Echoes from the Greek
I find myself returning to the Greek legends, time and again, in my own mind and on the written page, to understand and express concepts and emotions that seem otherwise to be painfully elusive. Here are two recent poems—both sonnets. The first, with its unnamed reference to Prometheus, the second taken from a brief account in The Odyssey. The first is a poem of hope, the second of the futility of fate. Both expand in strange directions from their originals (Aeschylus and Homer), a thing possible because of the multi-dimensionality of these legends.
Promethean Flame
I seek the dawn; no more do I believe
The dark: the drifting of the earth unlit
Through time, as though the ancient flame received
From titan never came and still we sit
In somber counsel with but little wit;
As though we have no power to undo
The chaos that envelops life, the pit
That beckons at the end of all. Untrue,
Untrue, again untrue! The vision through
The darkening night calls out for courage; lies
Avail not; let our hearts be kindled new
To find the day; and like the flames that rise,
We climb from out the darkness that has passed
To greet the morrow, where the light is vast.
The Dove of Zeus
Against the winds my weary voice will fail,
No echo caught within the storm’s fierce eye
While endlessly the winds go lashing, wail
Their mindless movement across miles of sky.

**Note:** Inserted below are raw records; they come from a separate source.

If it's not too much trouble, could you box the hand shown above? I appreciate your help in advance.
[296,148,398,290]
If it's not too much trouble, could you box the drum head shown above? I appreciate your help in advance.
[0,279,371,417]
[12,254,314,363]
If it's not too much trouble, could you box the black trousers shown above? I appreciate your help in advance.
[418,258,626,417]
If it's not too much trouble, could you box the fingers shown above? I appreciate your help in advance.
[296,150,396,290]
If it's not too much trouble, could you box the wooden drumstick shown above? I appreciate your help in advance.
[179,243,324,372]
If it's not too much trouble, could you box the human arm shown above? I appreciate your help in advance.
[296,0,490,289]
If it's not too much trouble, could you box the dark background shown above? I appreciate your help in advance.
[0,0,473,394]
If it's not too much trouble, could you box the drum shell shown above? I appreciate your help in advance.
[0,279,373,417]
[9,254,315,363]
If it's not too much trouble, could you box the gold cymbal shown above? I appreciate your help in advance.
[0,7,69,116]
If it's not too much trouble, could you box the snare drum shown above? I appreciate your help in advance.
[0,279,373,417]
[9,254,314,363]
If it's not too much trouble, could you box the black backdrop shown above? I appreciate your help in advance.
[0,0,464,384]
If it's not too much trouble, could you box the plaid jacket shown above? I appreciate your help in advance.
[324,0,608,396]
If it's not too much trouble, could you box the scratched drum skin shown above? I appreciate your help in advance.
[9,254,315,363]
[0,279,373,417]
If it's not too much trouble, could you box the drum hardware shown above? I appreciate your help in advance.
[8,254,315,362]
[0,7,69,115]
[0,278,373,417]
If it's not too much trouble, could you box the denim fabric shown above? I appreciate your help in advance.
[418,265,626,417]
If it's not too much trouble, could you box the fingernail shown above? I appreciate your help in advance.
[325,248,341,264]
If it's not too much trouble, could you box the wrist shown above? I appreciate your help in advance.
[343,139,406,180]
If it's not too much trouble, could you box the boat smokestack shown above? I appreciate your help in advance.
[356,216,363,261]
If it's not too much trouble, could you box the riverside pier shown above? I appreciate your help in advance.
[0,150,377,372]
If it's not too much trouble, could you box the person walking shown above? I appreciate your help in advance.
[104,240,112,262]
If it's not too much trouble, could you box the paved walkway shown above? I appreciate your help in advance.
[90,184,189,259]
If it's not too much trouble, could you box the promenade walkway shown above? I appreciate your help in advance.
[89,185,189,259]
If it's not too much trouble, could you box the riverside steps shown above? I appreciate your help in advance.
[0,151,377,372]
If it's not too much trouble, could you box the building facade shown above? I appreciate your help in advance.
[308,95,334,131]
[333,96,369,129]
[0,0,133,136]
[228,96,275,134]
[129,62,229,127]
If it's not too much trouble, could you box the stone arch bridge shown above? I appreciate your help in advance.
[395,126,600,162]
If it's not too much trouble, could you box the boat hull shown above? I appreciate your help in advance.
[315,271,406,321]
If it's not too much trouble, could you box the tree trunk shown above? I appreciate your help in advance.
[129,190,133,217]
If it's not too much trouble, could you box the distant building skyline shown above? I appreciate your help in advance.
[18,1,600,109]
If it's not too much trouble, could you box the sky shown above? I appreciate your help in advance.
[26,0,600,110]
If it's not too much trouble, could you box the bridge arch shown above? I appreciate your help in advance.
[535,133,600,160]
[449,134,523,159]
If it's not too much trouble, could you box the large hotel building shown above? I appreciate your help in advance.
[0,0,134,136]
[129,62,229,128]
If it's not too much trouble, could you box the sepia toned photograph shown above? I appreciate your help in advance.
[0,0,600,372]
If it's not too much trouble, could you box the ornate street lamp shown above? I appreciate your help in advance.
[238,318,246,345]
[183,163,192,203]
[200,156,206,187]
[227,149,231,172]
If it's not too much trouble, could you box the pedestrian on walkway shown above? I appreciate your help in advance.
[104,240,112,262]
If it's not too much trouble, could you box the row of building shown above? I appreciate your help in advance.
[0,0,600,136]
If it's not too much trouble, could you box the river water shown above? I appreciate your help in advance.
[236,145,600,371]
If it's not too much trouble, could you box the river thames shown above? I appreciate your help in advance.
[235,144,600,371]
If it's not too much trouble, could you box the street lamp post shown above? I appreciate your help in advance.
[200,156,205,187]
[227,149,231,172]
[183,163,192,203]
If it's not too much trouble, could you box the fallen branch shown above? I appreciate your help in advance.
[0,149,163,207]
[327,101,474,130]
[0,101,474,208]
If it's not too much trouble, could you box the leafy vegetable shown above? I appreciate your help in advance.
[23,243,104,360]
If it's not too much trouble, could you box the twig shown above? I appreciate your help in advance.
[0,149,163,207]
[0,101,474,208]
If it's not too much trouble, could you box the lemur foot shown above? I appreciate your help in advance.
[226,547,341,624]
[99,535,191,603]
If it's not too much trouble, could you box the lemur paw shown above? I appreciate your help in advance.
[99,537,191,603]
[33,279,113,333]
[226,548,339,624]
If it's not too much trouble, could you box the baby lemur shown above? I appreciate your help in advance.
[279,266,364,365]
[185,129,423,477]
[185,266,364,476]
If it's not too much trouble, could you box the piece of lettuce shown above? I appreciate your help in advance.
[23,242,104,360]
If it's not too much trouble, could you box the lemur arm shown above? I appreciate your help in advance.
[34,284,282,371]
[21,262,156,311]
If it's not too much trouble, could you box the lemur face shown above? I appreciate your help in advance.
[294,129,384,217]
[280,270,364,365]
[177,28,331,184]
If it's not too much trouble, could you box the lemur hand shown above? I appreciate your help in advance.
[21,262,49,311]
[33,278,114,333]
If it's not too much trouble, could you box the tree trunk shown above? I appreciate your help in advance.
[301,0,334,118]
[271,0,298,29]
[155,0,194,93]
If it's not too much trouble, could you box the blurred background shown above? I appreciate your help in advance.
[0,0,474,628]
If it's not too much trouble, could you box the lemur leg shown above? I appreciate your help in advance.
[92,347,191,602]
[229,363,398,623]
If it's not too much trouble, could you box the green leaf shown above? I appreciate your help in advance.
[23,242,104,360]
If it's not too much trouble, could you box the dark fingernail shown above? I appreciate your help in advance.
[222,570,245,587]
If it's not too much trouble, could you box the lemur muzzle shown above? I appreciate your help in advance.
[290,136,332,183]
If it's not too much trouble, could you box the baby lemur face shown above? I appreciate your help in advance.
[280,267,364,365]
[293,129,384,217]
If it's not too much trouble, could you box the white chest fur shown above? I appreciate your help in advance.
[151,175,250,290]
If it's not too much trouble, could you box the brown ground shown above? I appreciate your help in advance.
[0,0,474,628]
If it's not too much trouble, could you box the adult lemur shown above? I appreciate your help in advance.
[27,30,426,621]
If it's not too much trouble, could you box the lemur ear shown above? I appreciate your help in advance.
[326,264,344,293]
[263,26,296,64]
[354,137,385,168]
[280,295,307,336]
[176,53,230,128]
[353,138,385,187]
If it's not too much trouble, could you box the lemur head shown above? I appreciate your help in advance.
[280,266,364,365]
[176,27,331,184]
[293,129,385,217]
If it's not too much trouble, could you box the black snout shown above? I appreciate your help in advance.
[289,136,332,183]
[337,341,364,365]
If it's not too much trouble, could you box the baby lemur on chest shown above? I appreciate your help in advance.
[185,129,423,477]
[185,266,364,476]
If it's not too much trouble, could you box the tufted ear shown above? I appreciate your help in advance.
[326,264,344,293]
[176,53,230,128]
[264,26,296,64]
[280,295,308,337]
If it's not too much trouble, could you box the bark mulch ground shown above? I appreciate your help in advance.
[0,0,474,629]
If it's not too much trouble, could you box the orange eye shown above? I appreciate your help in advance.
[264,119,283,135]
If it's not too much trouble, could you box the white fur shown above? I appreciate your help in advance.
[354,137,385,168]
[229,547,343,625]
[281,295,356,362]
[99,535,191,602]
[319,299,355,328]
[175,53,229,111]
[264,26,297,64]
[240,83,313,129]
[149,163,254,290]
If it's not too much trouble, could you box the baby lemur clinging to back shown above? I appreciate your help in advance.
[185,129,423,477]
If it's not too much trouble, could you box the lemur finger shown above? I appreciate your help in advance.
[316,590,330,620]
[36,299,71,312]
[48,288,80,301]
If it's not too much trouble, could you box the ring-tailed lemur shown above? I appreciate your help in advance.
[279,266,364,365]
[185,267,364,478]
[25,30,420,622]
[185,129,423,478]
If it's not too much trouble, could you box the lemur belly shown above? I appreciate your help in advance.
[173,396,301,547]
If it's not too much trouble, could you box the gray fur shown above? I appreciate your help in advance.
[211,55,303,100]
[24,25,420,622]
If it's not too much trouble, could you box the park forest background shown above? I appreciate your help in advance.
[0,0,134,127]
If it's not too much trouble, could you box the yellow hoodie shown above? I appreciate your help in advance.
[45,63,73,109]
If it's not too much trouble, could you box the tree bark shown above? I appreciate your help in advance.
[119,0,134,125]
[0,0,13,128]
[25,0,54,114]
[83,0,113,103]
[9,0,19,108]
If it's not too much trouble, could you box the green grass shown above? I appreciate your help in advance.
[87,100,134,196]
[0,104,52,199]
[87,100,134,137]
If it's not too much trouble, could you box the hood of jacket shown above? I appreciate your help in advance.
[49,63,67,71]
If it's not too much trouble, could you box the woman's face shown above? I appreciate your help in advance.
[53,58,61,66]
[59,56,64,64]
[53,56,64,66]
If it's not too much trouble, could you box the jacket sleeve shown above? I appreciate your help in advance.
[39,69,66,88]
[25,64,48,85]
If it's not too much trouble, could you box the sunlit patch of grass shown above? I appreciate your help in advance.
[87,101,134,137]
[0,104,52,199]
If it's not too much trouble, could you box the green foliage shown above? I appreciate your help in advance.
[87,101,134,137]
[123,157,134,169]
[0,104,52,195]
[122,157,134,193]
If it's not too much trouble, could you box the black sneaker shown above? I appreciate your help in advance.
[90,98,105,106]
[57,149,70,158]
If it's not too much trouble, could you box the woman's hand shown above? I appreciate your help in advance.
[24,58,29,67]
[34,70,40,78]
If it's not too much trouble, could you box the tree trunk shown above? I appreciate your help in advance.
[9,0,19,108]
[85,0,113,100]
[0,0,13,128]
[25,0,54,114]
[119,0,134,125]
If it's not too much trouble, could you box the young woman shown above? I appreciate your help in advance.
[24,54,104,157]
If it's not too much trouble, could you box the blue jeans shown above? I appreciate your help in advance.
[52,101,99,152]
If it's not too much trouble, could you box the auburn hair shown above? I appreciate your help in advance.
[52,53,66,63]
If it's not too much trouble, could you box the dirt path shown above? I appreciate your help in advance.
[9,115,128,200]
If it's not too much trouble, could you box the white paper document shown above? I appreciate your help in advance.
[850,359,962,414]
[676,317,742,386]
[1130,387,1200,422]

The futile falling of the stricken bird—
Zeus makes no promise that it has its worth,
Poor tiny dove--is then my call unheard
Beyond the surge of sea and knife-sharp earth?
I called out from the mythic rock’s fierce sides
One moment ere I crashed into the wave
Where only shock of sea and stone abides;
Was there naught precious for great Zeus to save?
Bore I no nectar of Olympian bliss?
Bore I no life that my bright mate might miss?